I found references to an experimental autoscaler for serve in the docs, and found the pull request adding it in the source files.
I have two specific questions:
It seems that it was possible to simply pass an autoscaling config via the backend config, but the references to this in the serve controller seem to have disappeared in the current master branch? So was this feature removed entirely or is there a different alternative now?
Does adjusting the number of replicas (automatically via the autoscaler) also automatically adjust the number of actors/nodes? I guess this would then be handled separately via the ray cluster autoscaler?
Hi @JohannesAck, thanks for the question. We are revamping our controller architecture now right so the autoscaling configuration is removed. Additionally, we are still designing a widely applicable autoscaling algorithm. If you can help us share your use case, it can help our design!
As for the scaling nodes, here’s how it will work:
ray serve scales the number of actors
ray core/ray autoscaler notice that resource demand > resource available, it will scale more nodes
I’m not sure if my use case is very representative, but I’m not just serving a single output of a tf/torch model but rather running a search over inputs of a model.
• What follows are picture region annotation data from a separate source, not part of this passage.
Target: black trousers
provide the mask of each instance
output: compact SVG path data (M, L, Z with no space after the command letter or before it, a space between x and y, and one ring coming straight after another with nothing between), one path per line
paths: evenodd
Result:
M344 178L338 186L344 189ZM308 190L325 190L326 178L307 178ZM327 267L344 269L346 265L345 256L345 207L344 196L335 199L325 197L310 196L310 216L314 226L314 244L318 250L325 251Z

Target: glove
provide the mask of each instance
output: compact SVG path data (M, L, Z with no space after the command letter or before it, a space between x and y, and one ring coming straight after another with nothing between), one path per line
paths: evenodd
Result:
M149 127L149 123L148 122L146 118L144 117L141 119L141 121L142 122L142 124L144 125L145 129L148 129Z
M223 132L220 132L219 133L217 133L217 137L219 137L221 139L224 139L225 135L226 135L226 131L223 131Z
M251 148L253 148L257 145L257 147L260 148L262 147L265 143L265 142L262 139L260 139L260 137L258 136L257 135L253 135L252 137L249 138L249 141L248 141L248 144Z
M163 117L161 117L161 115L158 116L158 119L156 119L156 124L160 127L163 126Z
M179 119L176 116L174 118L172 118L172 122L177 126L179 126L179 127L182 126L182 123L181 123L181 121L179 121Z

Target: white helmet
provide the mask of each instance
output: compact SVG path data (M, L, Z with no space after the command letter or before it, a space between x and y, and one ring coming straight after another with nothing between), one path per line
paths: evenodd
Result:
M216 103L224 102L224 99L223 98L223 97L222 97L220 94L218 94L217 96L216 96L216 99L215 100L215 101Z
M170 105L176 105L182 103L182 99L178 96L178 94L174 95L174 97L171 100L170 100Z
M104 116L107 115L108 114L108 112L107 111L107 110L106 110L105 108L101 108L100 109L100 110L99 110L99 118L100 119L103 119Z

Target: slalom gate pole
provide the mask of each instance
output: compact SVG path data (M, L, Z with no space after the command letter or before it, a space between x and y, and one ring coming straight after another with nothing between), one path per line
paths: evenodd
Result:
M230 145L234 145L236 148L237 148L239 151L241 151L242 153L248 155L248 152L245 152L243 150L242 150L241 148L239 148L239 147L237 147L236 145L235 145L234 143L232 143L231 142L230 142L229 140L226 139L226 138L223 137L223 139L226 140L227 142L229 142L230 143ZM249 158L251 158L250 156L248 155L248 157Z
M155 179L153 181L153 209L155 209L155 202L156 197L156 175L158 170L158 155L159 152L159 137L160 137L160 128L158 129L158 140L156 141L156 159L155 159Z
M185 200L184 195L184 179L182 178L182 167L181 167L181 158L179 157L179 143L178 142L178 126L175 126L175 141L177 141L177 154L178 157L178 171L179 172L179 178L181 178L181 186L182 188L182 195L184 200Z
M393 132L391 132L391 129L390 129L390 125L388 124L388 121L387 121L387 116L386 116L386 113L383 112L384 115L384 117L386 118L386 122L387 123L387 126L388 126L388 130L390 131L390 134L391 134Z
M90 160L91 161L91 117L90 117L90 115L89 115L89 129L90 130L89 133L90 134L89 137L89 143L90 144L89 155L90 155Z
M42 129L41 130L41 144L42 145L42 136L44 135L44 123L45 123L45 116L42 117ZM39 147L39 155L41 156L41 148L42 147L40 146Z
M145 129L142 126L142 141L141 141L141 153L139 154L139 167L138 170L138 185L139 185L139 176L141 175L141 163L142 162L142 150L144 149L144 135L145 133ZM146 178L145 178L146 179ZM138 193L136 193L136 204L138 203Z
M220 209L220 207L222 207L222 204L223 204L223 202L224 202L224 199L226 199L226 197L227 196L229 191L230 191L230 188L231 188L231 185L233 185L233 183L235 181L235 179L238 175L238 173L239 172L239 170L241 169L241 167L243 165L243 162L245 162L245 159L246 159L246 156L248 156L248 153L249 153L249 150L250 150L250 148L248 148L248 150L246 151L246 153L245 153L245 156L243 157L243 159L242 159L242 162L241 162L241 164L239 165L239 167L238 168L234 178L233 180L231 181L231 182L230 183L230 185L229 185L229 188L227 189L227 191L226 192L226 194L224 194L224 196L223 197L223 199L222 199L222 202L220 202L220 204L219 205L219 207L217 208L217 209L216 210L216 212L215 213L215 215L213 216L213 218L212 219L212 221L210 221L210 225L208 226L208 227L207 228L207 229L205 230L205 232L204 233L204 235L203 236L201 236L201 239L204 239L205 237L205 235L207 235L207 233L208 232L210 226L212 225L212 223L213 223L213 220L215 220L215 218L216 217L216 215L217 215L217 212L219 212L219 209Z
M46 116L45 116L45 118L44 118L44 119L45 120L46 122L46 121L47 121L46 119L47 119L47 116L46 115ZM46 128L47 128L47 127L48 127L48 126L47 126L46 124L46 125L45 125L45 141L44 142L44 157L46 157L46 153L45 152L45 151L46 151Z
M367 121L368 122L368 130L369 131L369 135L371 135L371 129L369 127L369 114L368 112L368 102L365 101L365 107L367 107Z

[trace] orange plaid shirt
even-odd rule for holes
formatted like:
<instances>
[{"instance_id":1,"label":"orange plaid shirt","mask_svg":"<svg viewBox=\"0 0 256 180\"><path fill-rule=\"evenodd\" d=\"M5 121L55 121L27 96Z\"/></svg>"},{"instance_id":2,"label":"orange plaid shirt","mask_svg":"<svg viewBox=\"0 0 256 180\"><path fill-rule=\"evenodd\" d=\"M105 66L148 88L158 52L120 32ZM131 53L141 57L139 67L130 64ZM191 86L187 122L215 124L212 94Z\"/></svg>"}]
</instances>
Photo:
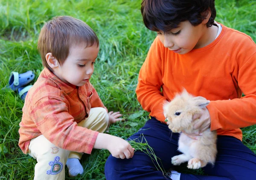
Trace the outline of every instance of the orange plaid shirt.
<instances>
[{"instance_id":1,"label":"orange plaid shirt","mask_svg":"<svg viewBox=\"0 0 256 180\"><path fill-rule=\"evenodd\" d=\"M30 140L43 134L59 148L90 154L99 132L77 123L96 107L107 109L90 82L76 88L45 68L26 95L19 146L26 154Z\"/></svg>"}]
</instances>

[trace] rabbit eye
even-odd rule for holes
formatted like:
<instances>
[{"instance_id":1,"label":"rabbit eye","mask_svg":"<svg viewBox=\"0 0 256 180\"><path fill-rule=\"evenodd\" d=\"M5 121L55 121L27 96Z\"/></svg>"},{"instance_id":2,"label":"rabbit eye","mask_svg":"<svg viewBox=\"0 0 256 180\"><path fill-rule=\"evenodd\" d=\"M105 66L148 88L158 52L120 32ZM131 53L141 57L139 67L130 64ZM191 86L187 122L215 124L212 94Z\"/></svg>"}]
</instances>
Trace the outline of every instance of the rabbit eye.
<instances>
[{"instance_id":1,"label":"rabbit eye","mask_svg":"<svg viewBox=\"0 0 256 180\"><path fill-rule=\"evenodd\" d=\"M176 116L179 116L180 114L180 112L176 112L175 113L175 115Z\"/></svg>"}]
</instances>

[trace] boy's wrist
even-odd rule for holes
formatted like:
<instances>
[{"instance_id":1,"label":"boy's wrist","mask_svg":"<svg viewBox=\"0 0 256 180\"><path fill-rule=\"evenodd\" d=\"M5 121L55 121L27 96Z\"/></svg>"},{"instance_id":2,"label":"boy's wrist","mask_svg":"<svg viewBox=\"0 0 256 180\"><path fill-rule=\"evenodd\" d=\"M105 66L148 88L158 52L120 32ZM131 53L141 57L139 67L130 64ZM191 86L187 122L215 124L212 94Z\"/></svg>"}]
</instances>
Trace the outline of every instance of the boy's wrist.
<instances>
[{"instance_id":1,"label":"boy's wrist","mask_svg":"<svg viewBox=\"0 0 256 180\"><path fill-rule=\"evenodd\" d=\"M93 146L93 149L108 149L108 141L111 136L111 135L108 134L99 133Z\"/></svg>"}]
</instances>

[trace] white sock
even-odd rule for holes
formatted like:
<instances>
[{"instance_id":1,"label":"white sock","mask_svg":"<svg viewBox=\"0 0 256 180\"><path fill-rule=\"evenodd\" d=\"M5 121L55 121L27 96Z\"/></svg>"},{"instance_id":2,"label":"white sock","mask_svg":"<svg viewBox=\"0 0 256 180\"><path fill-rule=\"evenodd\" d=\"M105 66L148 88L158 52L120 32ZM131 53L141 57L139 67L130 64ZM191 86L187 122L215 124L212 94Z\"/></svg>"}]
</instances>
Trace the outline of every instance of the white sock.
<instances>
[{"instance_id":1,"label":"white sock","mask_svg":"<svg viewBox=\"0 0 256 180\"><path fill-rule=\"evenodd\" d=\"M180 180L180 173L177 172L176 171L171 171L172 174L170 176L170 177L172 180Z\"/></svg>"},{"instance_id":2,"label":"white sock","mask_svg":"<svg viewBox=\"0 0 256 180\"><path fill-rule=\"evenodd\" d=\"M68 158L66 165L68 168L68 174L70 177L75 177L79 174L84 172L84 169L77 158Z\"/></svg>"}]
</instances>

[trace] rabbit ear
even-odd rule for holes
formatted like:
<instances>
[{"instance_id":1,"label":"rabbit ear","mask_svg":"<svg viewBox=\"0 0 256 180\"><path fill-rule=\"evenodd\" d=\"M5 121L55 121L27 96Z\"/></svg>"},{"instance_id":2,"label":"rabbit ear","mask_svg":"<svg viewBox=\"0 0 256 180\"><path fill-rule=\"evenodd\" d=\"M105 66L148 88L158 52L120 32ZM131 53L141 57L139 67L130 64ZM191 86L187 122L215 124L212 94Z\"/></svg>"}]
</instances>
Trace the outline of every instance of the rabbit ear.
<instances>
[{"instance_id":1,"label":"rabbit ear","mask_svg":"<svg viewBox=\"0 0 256 180\"><path fill-rule=\"evenodd\" d=\"M195 103L195 105L199 106L201 109L205 108L210 103L209 100L207 100L201 96L197 96L193 97L192 99L193 101Z\"/></svg>"}]
</instances>

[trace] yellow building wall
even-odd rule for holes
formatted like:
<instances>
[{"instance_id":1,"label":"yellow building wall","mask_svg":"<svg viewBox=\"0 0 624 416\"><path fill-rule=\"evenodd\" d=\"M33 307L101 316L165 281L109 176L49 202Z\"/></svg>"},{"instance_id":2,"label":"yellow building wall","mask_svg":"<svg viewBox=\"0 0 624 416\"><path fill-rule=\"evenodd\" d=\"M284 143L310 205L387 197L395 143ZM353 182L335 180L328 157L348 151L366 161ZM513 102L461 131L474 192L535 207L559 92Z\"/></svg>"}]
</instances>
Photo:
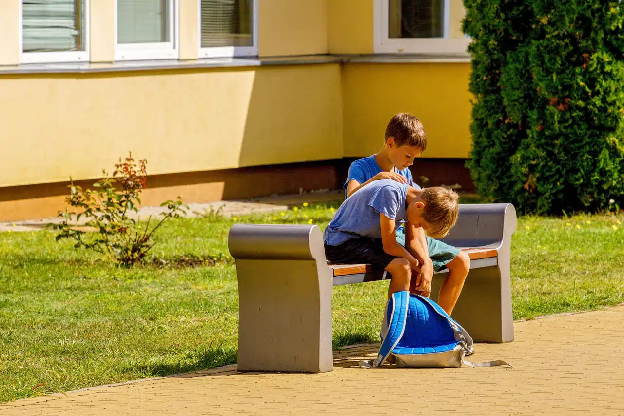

The goal is to do text-to-image generation related to big sleep.
The main challenge here is that this takes quite a lot of compute per request, so that for each request I ideally want to start a new GPU instance, as generating an image completely occupies a single instance for up to a minute. I would then also like to quickly shut these instances down again soon to save cost.
Essentially a very expensive computation that needs a single GPU for itself and takes maybe a minute or so to run and the number of requests might vary wildly.
Currently I’m also still struggling to keep the start time sufficiently low, but I guess the solution there might be to simply not use docker but a machine image instead, but this also seems like it’s not specifically supported by ray. But I think this should be relatively straight forward to do on my own.
Anyways I’m looking forward to serve autoscaling coming back eventually and thanks for the work in general, ray is great!